Let no one venture to explain God. Human beings cannot explain
themselves, and how, then, dare they venture to explain the Omni-
scient One? Satan stands ready to give such ones false conceptions
of God.
To the curious I bear the message that God has instructed me not
to frame answers to the questions of those who inquire in regard to
the things that have not been revealed. The things that are revealed
belong unto us and to our children. Beyond this, human beings are
not to attempt to go. We are not to attempt to explain that which
God has not revealed. We are to study the revelation that Christ, the
Great Teacher, has given of the character of God, that in spirit and
word and act we may represent Him to those who know Him not.

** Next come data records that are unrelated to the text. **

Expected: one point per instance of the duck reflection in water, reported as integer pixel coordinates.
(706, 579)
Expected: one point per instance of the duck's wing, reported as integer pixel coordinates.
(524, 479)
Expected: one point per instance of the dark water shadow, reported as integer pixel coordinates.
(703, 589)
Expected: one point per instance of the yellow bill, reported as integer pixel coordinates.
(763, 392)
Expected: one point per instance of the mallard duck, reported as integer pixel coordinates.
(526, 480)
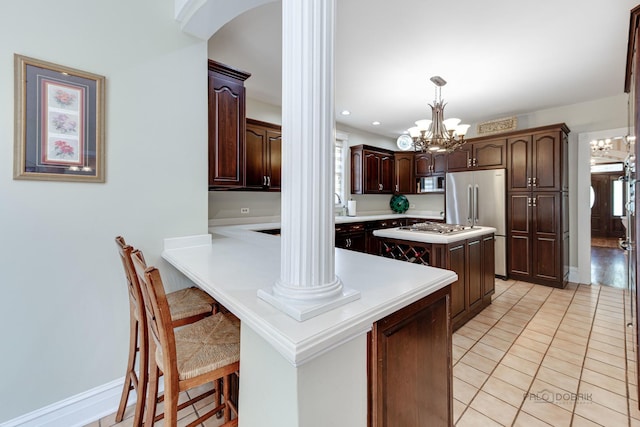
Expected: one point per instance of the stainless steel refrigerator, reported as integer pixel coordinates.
(478, 198)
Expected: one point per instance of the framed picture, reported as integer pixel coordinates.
(59, 119)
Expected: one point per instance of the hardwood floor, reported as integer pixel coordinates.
(608, 263)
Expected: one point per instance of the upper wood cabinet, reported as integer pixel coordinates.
(405, 182)
(263, 159)
(427, 164)
(478, 154)
(372, 170)
(226, 125)
(538, 160)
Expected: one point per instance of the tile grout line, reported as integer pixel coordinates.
(528, 392)
(498, 362)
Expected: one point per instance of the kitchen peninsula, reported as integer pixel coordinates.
(468, 251)
(348, 358)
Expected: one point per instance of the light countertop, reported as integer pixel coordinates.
(418, 236)
(233, 262)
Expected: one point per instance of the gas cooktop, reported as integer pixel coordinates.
(435, 227)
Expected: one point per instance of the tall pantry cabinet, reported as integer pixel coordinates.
(537, 207)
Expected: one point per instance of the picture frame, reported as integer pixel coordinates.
(492, 127)
(59, 122)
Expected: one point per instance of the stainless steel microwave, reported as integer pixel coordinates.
(431, 184)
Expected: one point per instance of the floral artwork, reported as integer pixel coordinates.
(64, 123)
(62, 136)
(64, 98)
(59, 122)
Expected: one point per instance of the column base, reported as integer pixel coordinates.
(303, 309)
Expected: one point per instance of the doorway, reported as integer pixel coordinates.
(608, 202)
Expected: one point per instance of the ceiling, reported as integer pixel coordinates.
(500, 57)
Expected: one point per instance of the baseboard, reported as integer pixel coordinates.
(574, 276)
(76, 411)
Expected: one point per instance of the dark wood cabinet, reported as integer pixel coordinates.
(538, 160)
(226, 117)
(404, 171)
(372, 170)
(478, 153)
(263, 157)
(537, 215)
(538, 235)
(473, 262)
(410, 365)
(428, 164)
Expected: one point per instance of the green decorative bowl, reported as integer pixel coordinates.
(399, 203)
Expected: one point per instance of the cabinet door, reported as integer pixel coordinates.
(387, 174)
(519, 233)
(490, 154)
(405, 183)
(410, 364)
(459, 160)
(456, 263)
(255, 165)
(274, 154)
(547, 162)
(547, 257)
(371, 172)
(519, 163)
(226, 131)
(423, 164)
(439, 163)
(357, 165)
(488, 266)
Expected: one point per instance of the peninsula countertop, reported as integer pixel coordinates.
(233, 262)
(427, 237)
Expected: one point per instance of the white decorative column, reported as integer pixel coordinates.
(308, 284)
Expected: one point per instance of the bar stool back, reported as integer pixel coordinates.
(186, 306)
(189, 357)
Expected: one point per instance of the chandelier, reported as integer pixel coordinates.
(601, 147)
(438, 134)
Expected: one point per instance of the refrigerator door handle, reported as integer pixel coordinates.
(476, 191)
(469, 205)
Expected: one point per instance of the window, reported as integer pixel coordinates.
(340, 151)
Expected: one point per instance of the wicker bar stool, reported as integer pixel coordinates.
(186, 306)
(203, 352)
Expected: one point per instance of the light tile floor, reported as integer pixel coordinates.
(538, 356)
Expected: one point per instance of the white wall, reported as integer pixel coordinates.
(64, 307)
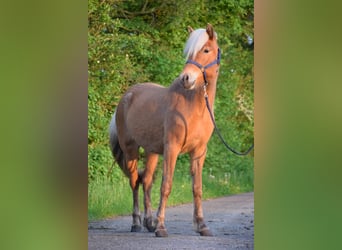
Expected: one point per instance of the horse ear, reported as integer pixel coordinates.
(210, 31)
(190, 30)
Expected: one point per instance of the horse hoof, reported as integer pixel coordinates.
(135, 228)
(161, 232)
(206, 232)
(148, 223)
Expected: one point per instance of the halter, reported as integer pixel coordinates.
(203, 68)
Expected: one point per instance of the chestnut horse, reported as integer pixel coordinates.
(168, 121)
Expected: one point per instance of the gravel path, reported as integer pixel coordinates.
(231, 219)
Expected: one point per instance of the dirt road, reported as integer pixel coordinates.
(231, 219)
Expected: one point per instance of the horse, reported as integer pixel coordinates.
(168, 121)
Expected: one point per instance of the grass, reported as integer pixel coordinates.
(106, 199)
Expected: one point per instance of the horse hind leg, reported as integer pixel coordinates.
(196, 172)
(131, 170)
(147, 181)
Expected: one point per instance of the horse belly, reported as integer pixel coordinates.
(147, 129)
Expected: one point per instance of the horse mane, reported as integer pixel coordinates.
(195, 42)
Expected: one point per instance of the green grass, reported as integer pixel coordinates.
(106, 198)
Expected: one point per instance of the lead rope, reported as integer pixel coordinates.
(216, 128)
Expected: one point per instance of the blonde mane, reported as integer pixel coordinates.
(195, 42)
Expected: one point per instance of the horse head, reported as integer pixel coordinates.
(203, 58)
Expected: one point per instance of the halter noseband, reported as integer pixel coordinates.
(203, 68)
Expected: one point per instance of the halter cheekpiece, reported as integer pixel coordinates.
(203, 68)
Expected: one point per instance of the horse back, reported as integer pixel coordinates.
(140, 116)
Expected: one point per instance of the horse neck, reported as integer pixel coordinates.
(211, 91)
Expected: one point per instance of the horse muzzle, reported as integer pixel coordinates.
(188, 80)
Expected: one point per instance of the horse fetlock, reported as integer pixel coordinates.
(201, 228)
(136, 225)
(150, 224)
(161, 231)
(204, 231)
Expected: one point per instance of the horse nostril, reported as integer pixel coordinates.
(185, 78)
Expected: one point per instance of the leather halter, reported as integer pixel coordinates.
(203, 68)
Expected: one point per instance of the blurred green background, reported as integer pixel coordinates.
(44, 128)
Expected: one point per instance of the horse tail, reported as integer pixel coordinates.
(117, 151)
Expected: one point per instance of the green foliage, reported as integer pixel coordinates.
(139, 41)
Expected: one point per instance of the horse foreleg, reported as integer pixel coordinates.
(147, 179)
(170, 157)
(134, 183)
(197, 161)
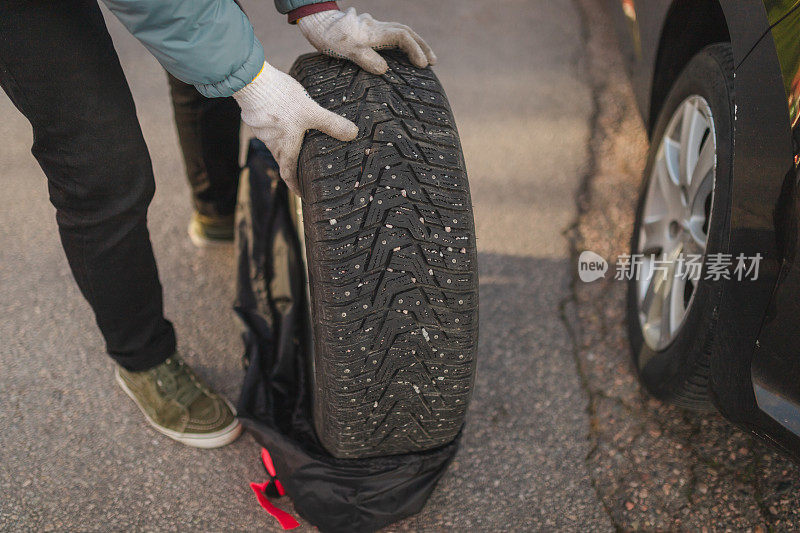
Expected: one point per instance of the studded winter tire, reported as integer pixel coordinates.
(390, 249)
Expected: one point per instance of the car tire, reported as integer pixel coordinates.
(676, 368)
(390, 249)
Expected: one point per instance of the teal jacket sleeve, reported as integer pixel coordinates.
(207, 43)
(284, 6)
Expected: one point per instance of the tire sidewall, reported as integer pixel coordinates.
(664, 372)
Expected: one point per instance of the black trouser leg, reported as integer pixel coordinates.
(59, 67)
(208, 129)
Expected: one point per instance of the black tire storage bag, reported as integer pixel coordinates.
(368, 480)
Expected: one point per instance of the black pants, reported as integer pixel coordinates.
(59, 67)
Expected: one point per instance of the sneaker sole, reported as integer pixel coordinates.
(203, 242)
(216, 439)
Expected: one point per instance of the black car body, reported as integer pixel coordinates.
(755, 360)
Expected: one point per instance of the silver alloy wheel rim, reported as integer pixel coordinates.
(675, 220)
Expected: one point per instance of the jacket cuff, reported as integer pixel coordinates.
(242, 76)
(310, 9)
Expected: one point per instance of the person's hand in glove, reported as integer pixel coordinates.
(355, 37)
(280, 111)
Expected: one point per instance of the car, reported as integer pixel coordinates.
(717, 84)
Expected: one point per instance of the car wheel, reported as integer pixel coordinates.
(390, 247)
(682, 215)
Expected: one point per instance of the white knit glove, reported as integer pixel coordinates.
(356, 37)
(280, 111)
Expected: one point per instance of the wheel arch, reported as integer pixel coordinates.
(689, 26)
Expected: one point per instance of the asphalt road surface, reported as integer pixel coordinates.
(529, 92)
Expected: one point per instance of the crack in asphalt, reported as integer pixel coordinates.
(571, 234)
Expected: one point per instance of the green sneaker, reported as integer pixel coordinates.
(205, 231)
(176, 402)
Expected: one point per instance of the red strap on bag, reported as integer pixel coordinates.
(286, 520)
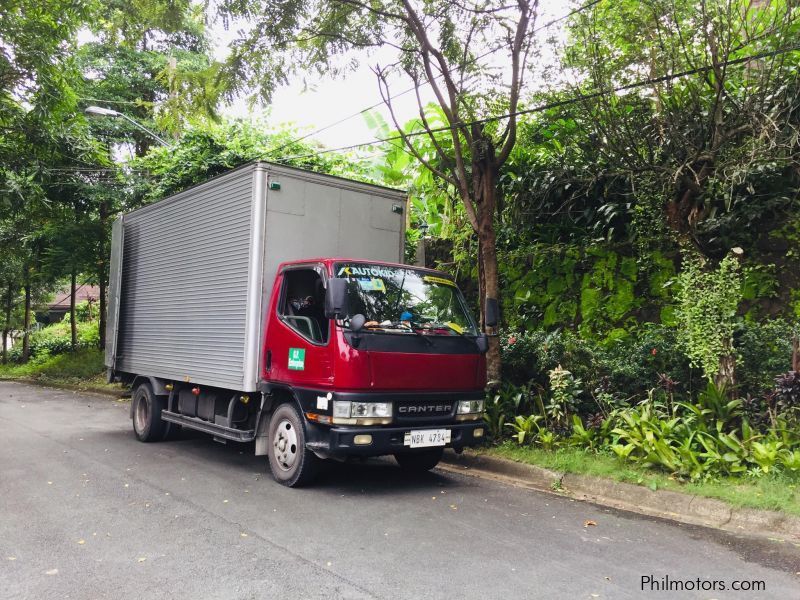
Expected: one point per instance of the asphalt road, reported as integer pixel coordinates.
(86, 511)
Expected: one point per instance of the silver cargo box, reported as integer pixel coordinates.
(191, 275)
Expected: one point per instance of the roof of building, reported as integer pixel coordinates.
(82, 293)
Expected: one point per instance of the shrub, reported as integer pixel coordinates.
(56, 339)
(765, 351)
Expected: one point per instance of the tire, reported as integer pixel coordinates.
(147, 423)
(291, 463)
(421, 461)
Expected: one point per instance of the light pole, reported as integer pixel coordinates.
(99, 111)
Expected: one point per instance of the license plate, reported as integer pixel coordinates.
(426, 438)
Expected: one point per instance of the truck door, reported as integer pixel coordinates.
(298, 343)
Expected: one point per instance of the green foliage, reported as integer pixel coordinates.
(564, 394)
(82, 368)
(708, 300)
(764, 349)
(55, 339)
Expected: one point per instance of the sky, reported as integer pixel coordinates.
(329, 99)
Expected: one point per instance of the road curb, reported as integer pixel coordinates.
(68, 387)
(676, 506)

Where Silence is Eloquence
In regard to the personality and prerogatives of God, where He
is, and what He is, this is a subject which we are not to dare to
touch. On this theme silence is eloquence. It is those who have
no experimental knowledge of God who venture to speculate in
regard to Him. Did they know more of Him, they would have less
to say about what He is. The one who in the daily life holds closest
communion with God, and who has the deepest knowledge of Him,
realizes most keenly the utter inability of human beings to explain
the Creator....
God always has been. He is the great I AM. The psalmist de-
clares, “Before the mountains were brought forth, or ever Thou hadst
formed the earth and the world, even from everlasting to everlasting,
Thou art God.” He is the high and lofty One that inhabiteth eternity.